Bernanke aside, your statement about the number of uninsured Americans is seriously irresponsible. In your linked “math” you imply that a government report indicates 36 million uninsured. But following the sources reveals that a private company – not the government – estimated that 9 million of the 45 million might have coverage AND that an urban institute analysis suggests the overcounting is closer to 4 million. All of these numbers work off the CPS census number of 47 million uninsured all year, while the number uninsured at an point during the year is likely much higher.
You then go on to automatically exclude anyone making more than $50,000, calling them ‘free-riders’ without any analysis of the expense of insurance in the non-group market, and without any discussion of the fact that some people with preexisting conditions can’t get coverage no matter how high their income. You’re not a free rider if you can’t afford insurance or can’t get coverage.
Then you go on to make a totally unsupported statement about “15 million uninsured illegal immigrants.” This is just thinly veiled bigotry. The CPS finds that there are only 10 million non-citizens in the 47 million uninsured, only a fraction of whom are “illegal.” (I won’t go into the moral argument that we should care about American residents whether or not they’re documented).
I expect more of this blog, which until this post had impeccably high standards.
Real discussion of various estimates are here:
Actually, I thought the Chairman’s comments about health care this week were pretty reasonable in a vague kind of way.
Spending will increase until it stops increasing, and there is a lot of waste in the current system.
Can’t disagree with that.
I think he’s got his hands busy with plenty of other problems and is probably glad this one isn’t front and center for him.
People need Health insurance.
People need Health insurance.
“The problem here is not only the current level of health-care spending (U.S. spending exceeds that of most other industrial countries)…”
By simply stating that the US spends more on healhtcare than ‘most’ other industrial countries Bernanke grossly understates the inefficient nature of our “system”. A more accurate description of this problem would be that US spending on healthcare exceeds that of EVERY other industrial country. According the WHOs statistical information system (WHOSIS, http://www.who.int/whosis/en/index.html0), in the year 2005 the US spent more as a % share of GDP (15.2%) than any other country in the world except for the Marshall Islands (15.4%). The closest similarly developed nation in healthcare spending is Switzerland at 11.4% of GDP, only seven similarly developed nations spend more than 10% of GDP.
When anyone talks about ‘healthcare system’, they talk about healthcare in its entirety; not just one set of hospitals, doctors, nursing homes, equipment makers, pharmacies, and the whole host of ‘middlemen’ like insurance companies, third party administrators, insurance agents/brokers, etc.
Surprisingly, people like Donald doesn’t even understand what ‘healthcare system’ means. Dude, it is not the computer application system. No wonder our healthcare system is in crisis.

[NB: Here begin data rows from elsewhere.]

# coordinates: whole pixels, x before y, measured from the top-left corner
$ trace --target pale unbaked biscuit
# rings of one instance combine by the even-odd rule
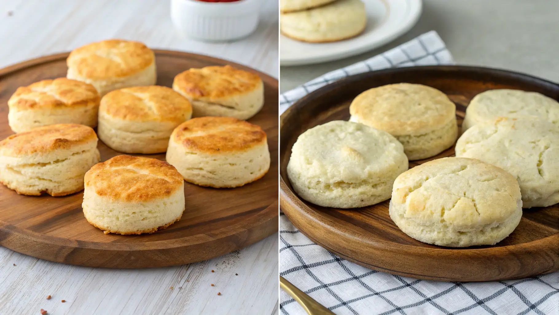
[[[361,34],[367,25],[361,0],[338,0],[308,10],[280,15],[280,29],[285,36],[309,43],[337,41]]]
[[[300,11],[320,7],[336,0],[280,0],[280,11],[282,13]]]
[[[0,142],[0,182],[22,195],[77,192],[86,172],[99,162],[97,146],[93,129],[76,124],[11,135]]]
[[[179,73],[173,89],[192,104],[192,116],[248,119],[264,105],[264,84],[254,73],[230,65],[192,68]]]
[[[398,176],[389,212],[404,233],[424,243],[493,245],[518,225],[522,200],[518,183],[503,169],[475,159],[449,157]]]
[[[17,88],[8,100],[8,122],[15,133],[56,124],[97,125],[99,93],[93,86],[59,78]]]
[[[390,198],[408,170],[402,144],[388,133],[337,120],[303,133],[291,149],[287,175],[300,197],[315,204],[351,208]]]
[[[153,233],[184,211],[182,176],[158,159],[117,156],[92,167],[85,181],[83,214],[105,234]]]
[[[97,133],[105,144],[121,152],[164,152],[171,133],[192,115],[190,102],[172,88],[127,87],[103,97]]]
[[[193,118],[175,129],[167,161],[188,182],[215,188],[253,182],[270,167],[266,134],[228,117]]]
[[[537,117],[559,126],[559,103],[535,92],[507,89],[486,91],[476,95],[466,107],[462,132],[499,117]]]
[[[524,208],[559,203],[559,127],[536,118],[476,124],[456,143],[456,156],[476,158],[517,178]]]
[[[111,39],[72,50],[66,77],[88,83],[103,96],[123,87],[153,85],[157,81],[153,51],[138,41]]]
[[[456,106],[442,92],[421,84],[398,83],[371,88],[349,106],[350,121],[396,137],[410,161],[450,148],[458,137]]]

“He talks about the health care system in America as if there is one.”
Truth succinctly put. Making a point of correcting this misnomer would make for a great sound bite for any politician not under the control of the health care corporations, if there is such a thing.
Ummm…so 32,000 annual deaths due to medical errors is OK? Whew! Problem solved!
How perfectly everyone appears to understand health care…
Donald, I don’t have any confidence in Bernanke either in healthcare policy or financial policy – he’s just a bail-out hack for Wall Street and the crack cocaine of debt it operates on. But as you poo-poo the problem “myths” of healthcare do you recognize (accept) we have an affordability “crisis” right now that is only getting worse, or do you see this as just another opportunity for Wall Street to lever-up another debt instrument it can re-package, securitize, and sell to the next group of pidgens?